EM FX:EM Flows and Risk Sentiment in the context of North Korea risks
In this report, we provide an update of our EM Flow Indicator, a tool to track flows into emerging markets that combines normalized weekly flow data from two sources - IIF and EPFR - and incorporates both local currency debt and equity flows. We also update our complementary EM Risk Monitor, which is a multi-dimensional, EM-specific measure of risk sentiment.
Summary of results: The EM Flow Indicator shows that there were EM outflows for the first time this year in the week following 10th August; this was driven by the spike in US-North Korea tensions. However, these outflows lasted for only one week, with inflows into EM resuming the following week. This highlights the resilience of broader EM, and the limited spill-over/follow-through of geopolitical tensions. It also provides a rough template for the potential impact of the current North Korea-related risks (which have again spiked over the past few days) - as long as there is no escalation from the current situation (admittedly still an open question), the spill-over/follow-through to broader EM is once again likely to be limited, and EM inflows should continue as the rest of the external environment remains supportive (weak dollar and contained US rates). Meanwhile, the EM Risk Monitor - an EM-specific measure of risk sentiment - is in risk neutral territory (i.e. risk sentiment is not stretched), hence indicating scope for improvement and also for continued EM inflows.

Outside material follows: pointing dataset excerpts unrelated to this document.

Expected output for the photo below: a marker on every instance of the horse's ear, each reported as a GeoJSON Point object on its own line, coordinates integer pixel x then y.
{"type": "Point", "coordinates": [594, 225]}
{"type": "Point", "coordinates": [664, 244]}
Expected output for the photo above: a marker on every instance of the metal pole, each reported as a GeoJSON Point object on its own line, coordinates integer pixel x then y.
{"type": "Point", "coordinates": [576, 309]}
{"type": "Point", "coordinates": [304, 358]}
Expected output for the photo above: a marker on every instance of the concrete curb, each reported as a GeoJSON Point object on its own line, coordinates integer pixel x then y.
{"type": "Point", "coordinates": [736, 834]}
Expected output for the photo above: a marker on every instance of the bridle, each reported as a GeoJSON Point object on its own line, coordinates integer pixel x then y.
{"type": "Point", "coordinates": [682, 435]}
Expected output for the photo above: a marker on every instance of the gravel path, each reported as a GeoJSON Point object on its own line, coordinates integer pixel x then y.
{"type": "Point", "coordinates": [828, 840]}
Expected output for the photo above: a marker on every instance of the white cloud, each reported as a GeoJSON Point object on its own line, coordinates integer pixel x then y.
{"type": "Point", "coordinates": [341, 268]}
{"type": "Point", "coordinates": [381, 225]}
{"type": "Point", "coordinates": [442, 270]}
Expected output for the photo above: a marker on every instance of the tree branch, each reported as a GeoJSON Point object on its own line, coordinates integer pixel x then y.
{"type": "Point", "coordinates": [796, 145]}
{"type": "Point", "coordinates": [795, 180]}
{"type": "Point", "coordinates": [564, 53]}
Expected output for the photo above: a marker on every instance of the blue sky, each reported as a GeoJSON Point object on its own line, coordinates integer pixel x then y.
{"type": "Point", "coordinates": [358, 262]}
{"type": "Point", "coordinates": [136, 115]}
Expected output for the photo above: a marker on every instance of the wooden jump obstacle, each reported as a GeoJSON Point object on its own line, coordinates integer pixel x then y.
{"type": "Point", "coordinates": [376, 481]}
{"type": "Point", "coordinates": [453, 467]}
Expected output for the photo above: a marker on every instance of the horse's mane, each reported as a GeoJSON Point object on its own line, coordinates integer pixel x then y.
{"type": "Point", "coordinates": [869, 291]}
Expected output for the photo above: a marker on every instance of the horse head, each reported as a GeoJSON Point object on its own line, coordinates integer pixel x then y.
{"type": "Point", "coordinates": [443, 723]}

The EM Flow Indicator (chart below) has moved back to positive territory (indicating inflows), after a temporary dip into negative territory in the week following 10th August; the outflows during that week were driven by the spike in US-North Korea tensions, for example President Trump’s ‘fire and fury’ remarks. The fact that EM outflows were very short-lived (1 week) and the inflow trend resumed quickly highlights broader EM’s resilience to, and limited spill-over/follow through from, geopolitical risks. The latest weekly signal (covering data up to 23rd Aug) is +0.3, which implies robust - but not extremely strong - inflows. Note that the indicator captures flows normalized by the standard deviation, with values greater than +0.5 indicating sizable inflows and values less than -0.5 indicating sizable outflows. The recent flow performance also provides a rough template for the impact of the current North Korea-related risks (which have again spiked over the past few days) - as long as there is no escalation from the current situation (admittedly still an open question), the spill-over/follow-through to broader EM is once again likely to be limited, and EM inflows should continue as the rest of the external environment remains supportive (weak dollar and contained US rates).